Tuesday, July 29, 2008

Recently, a federal appeals court held that debt collection agencies cannot avoid responsibility for abuses by blaming them on creditors.

In the case of Reichert v. National Credit Systems in the UNITED STATES COURT OF APPEALS FOR THE NINTH CIRCUIT, Judge Mary Schroeder, ruled that the federal Fair Debt Collection Practices Act requires debt collectors to prove that they have used detailed procedures to ensure that they do not take actions that are prohibited by the act, such as harassing consumers, overbilling or making deceptive statements.

"A debt collector is not entitled to just sit back and wait until a creditor makes a mistake and then institute procedures to prevent an occurrence," the court ruled.

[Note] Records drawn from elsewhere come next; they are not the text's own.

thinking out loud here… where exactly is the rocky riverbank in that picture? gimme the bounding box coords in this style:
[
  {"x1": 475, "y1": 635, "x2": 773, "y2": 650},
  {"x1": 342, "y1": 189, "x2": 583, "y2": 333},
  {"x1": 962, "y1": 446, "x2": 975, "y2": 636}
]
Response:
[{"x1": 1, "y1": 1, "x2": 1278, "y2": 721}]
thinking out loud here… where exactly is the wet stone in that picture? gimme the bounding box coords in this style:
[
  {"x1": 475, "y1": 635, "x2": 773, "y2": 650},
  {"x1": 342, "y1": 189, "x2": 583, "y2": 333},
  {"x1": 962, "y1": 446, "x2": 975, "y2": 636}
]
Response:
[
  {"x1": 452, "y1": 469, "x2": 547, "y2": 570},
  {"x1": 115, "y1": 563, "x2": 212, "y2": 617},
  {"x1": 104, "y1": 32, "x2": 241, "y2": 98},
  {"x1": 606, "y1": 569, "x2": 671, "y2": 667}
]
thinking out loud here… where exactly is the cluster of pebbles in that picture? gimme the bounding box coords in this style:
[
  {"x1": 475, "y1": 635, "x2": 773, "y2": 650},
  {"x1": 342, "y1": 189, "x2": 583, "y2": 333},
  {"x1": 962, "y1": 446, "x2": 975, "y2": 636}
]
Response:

The case involved an Arizona consumer, Robert Reichert, who was contacted by a debt collector about an outstanding bill from his old apartment complex. The debt collector, National Credit Systems Inc., had tacked on charges for "attorney's fees," but couldn't explain where the charges came from. The collection agency claimed that it had overlooked the error because the landlord-creditor had always provided accurate information in the past. The court rejected that defense, holding that debt collectors must show detailed preventive procedures to escape liability for their actions.

"The court's ruling will compel debt collectors to police themselves more effectively," said Deepak Gupta, an attorney for Public Citizen who argued the case. "The ruling is very significant at a time in which increasing numbers of Americans are being contacted by debt collectors and abuses are on the rise."